Dia berujar, kondisi buruh di Kalbar, saat ini masih jauh dari sejahtera. Jaminan kerja masih kurang dan tidak menentu dengan berlakunya Undang-undang (UU) Ketenagakerjaan. Dia memberkan, buruh yang bekerja di sektor pertanian. Sampai saat ini, masih didapati buruh harian lepas yang sudah bekerja selama enam sampai tujuh tahun, masih saja dipekerjakan sebagai buruh harian lepas (BHL). “Buruh tidak dipekerjakan untuk menjadi pegawai tetap. Itu salah satu contoh permasalahan di sektor perkebunan dari banyak kasus yang lain,” ungkapnya.

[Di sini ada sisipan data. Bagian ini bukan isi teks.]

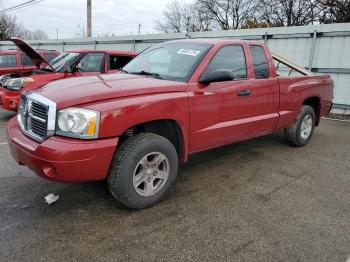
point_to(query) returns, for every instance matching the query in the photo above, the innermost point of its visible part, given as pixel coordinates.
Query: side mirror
(218, 75)
(69, 69)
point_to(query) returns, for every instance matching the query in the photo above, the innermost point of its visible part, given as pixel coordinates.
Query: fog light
(48, 170)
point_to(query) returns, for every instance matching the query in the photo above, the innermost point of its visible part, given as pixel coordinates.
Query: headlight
(17, 83)
(78, 122)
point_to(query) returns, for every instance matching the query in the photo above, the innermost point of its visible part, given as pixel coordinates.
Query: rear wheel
(299, 134)
(143, 170)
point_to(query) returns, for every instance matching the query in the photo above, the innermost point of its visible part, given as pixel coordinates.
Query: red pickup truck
(69, 64)
(174, 99)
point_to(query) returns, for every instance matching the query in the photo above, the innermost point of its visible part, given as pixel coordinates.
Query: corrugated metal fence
(323, 48)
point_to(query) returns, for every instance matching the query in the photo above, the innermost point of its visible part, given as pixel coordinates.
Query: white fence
(321, 48)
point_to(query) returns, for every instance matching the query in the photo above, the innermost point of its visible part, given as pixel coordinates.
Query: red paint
(208, 115)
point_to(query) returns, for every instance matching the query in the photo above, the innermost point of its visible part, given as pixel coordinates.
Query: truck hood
(36, 58)
(81, 90)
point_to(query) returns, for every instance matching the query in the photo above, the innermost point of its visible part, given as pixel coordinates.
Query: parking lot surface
(258, 200)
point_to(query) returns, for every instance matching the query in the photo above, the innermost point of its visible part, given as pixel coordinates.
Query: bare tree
(177, 15)
(9, 27)
(174, 18)
(199, 19)
(334, 11)
(229, 14)
(288, 12)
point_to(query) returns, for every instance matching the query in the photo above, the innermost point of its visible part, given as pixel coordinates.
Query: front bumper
(62, 159)
(9, 100)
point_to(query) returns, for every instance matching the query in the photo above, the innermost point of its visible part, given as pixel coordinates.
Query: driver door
(220, 110)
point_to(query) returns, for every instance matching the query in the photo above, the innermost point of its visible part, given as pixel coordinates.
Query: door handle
(244, 92)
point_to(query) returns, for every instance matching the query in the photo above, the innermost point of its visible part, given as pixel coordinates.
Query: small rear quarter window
(260, 64)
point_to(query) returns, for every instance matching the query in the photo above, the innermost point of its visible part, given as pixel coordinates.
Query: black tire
(125, 162)
(293, 134)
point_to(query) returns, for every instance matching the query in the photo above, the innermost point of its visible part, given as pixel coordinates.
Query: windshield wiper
(145, 73)
(46, 69)
(123, 70)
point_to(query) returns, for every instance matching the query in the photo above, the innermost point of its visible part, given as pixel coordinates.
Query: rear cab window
(117, 62)
(91, 62)
(230, 57)
(26, 61)
(260, 63)
(8, 61)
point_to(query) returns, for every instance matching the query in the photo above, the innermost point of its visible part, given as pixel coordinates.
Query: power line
(20, 6)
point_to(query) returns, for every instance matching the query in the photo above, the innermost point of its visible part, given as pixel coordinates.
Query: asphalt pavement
(258, 200)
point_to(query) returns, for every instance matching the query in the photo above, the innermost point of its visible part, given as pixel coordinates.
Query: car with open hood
(69, 64)
(16, 63)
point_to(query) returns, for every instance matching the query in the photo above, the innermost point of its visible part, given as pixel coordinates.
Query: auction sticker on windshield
(191, 52)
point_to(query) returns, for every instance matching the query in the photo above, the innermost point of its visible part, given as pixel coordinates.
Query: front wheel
(299, 134)
(143, 170)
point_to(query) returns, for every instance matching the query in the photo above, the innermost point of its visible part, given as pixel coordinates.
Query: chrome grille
(36, 116)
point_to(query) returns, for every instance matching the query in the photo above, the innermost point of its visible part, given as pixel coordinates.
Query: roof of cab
(111, 52)
(217, 41)
(15, 51)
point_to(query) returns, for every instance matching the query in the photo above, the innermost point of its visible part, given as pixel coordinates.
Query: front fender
(118, 115)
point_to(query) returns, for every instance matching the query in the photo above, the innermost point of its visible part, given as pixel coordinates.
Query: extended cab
(69, 64)
(174, 99)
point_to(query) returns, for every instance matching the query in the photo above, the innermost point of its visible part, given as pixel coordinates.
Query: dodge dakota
(69, 64)
(134, 128)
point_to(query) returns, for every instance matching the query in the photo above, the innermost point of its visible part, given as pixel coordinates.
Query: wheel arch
(168, 128)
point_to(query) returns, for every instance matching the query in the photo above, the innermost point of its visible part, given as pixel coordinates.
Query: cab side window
(230, 57)
(26, 61)
(91, 62)
(261, 66)
(49, 57)
(117, 62)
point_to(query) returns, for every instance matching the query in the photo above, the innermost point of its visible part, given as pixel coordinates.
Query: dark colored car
(18, 63)
(69, 64)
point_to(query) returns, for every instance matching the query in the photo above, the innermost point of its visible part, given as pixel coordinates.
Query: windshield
(61, 62)
(171, 61)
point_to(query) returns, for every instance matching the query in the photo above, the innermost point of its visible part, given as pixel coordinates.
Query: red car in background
(69, 64)
(18, 63)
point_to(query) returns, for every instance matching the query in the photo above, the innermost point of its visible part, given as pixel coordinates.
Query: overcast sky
(120, 17)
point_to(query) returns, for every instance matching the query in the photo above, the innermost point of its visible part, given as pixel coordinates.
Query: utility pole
(188, 27)
(88, 20)
(140, 29)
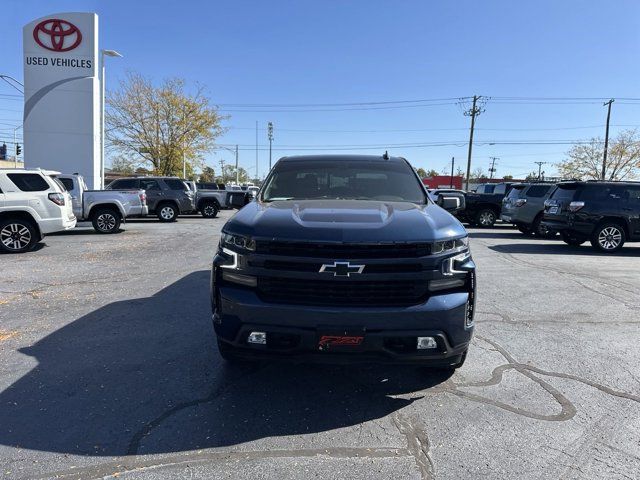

Selain itu, dia menyoroti permasalahan pencemaran lingkungan, dan perpecahan akibat suku dan ras, maupun perampasan atas tanah masyatakat yang awalnya dijanjikan pemiliknya akan dipekerjakan di perusahaan. “Kita minta dicabut (PP 78/2015, red), bukan direvisi. Imbas dari aturan tersebut, buruh tidak merasakan kesejahteraan,” jelasnya.

Selain itu, FPR juga menolak Reforma Agraria dan Perhutanan Sosial (RAPS) Jokowi-JK, karena dianggap hanya memperkuat kedudukan monopoli atas tanah dan mengilusi rakyat. RAPS Jokowi-JK hanya sebagai upaya peredaman perjuangan rakyat yang sejati menuntut keadilan agraria. “Kami minta pemerintah menghentikan kekerasan, kriminalisasi, intimidasi, dan teror terhadap rakyat yang berjuang atas hak-hak demokratisnya. Bangun industri nasional sebagai salah satu syarat kedaulatan dan kemakmuran rakyat,” harapnya.

Dia meminta pemerintah mencabut Undang-Undang Perlindungan Pekerja Migran Indonesia (UU PPMI), dan memberikan perlindungan sejati bagi buruh migrant. Selain itu, pemerintah juga diminta menghormati dan melindungi masyarakat adat serta hak komunal atas tanah ulayat adat. “Stop keterlibatan TNI dan Polri dalam masalah yang dihadapi kaum tani dan klas buruh. Hentiakan monopoli output-input pertanian, berikan jaminan perlindungan harga karet bagi kaum tani,” pintanya.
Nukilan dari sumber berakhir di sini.